3. Challenge Management and Solution Development – Addressing information gaps, frequency and voltage stabilization, and system recovery following failures in a flexible and diverse electricity market (as demonstrated by case studies in this research).
4. Layered Optimization Modeling – Integrating electricity demand and supply data, risk and cost analyses, and flexible, homogeneous system management based on the projected electricity sector structure.

Data collection and implementation must align with overarching objectives and be integrated into the immediate work plans of all stakeholders in the electricity sector.

Based on the required data collection and planning stages, the recommendations for Israel include the following:

1. Future Grid Planning
   • Defining a renewable-based future electricity sector and implementing it through a planning framework that incorporates objectives, costs, and risks, addressing local constraints within the modeling scenarios.
   • Designing a dynamic and flexible future grid that integrates diverse technologies, enabling prosumer-operated facilities for frequency and power balancing, mutual backup between regional microgrids, connections to biogas or hydrogen networks for backup, and comprehensive smart grid monitoring—including smart meters, fault prediction, and more.
2. Cost Reduction
   • Reducing peak demand as a primary strategy, achievable through decentralization and a flexible energy mix.
   • Internalizing external costs in electricity pricing and determining the generation mix based on production efficiency, in line with methodologies published by the Ministry of Energy.
   • Identifying risks and failures that generate operational costs and analysing their impact on the grid to inform appropriate solutions and their integration into scenario planning and implementation by the target year.
3. Regulation and Support
   • Maximizing opportunities presented by electricity sector reforms, such as promoting smart meter installation, decentralized prosumer management, the transition to electric vehicles, and industrial electrification.
   • Implementing regulatory measures to encourage land-use integration and technological innovations that reduce land requirements for electricity generation and diversify the energy mix at the regional level.
   • Introducing a carbon tax and allocating revenues to upgrade the electricity grid and develop microgrid-based infrastructure, helping to reduce peak demand, minimize failures, and enable decentralized demand management.
   • Gradual implementation of improvements and phased introduction of reform costs into electricity pricing, prioritizing execution stages based on their impact on consumers.

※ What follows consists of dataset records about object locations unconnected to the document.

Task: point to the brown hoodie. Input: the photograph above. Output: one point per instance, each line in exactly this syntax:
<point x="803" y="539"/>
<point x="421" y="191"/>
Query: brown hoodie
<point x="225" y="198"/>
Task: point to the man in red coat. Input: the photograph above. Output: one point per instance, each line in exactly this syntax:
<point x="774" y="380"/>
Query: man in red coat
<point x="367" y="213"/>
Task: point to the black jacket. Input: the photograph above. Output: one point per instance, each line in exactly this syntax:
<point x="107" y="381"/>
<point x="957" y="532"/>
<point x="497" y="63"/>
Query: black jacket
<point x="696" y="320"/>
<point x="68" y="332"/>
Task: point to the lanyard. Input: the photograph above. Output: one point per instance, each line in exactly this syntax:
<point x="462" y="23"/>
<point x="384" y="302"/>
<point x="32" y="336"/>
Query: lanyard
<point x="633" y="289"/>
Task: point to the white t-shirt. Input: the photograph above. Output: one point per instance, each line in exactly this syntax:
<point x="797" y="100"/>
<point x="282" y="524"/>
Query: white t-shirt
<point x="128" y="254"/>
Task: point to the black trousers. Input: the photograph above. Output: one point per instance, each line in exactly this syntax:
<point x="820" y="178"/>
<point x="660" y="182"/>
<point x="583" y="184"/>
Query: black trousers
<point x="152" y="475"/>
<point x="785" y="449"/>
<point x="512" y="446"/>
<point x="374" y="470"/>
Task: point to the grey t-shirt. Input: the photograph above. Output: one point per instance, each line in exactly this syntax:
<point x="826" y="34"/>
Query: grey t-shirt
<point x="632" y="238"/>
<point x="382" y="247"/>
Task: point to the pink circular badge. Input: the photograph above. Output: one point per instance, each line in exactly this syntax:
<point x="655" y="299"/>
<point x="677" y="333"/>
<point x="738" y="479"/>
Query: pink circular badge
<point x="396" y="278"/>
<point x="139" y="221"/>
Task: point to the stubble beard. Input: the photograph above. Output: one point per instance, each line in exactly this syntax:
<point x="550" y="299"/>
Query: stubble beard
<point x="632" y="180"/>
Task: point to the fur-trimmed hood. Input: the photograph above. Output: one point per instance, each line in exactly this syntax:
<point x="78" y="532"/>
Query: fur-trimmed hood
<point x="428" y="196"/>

The next decade will be critical in terms of cost implications, followed by a projected decline.
4. Supply Reliability
   • Undergrounding transmission lines exposed to damage, with quantitative research needed to assess vulnerabilities related to climate change (e.g., temperature fluctuations, wildfires, floods) and the associated cost-benefit analysis.
   • Establishing an oversight body to coordinate and ensure the integration of various plans within the electricity sector, as changes in decision-making and implementation timelines affect execution.
   • Locally managing demand and failures and establishing regional interconnections for backup, strategically distributing diverse prosumers within each region, and leveraging microgrids for localized management to reduce transmission congestion.
   • Balancing power and frequency using diverse methods beyond storage, including hydrogen, biogas, and waste-based backups, as well as dynamic management of available alternatives.

A comprehensive assessment of collected data and conclusions will ensure a data-driven planning process focused on the envisioned future electricity sector. By systematically evaluating risks and costs, this approach will facilitate the gradual development of the electricity market in the coming years, aligning with the target-year objectives.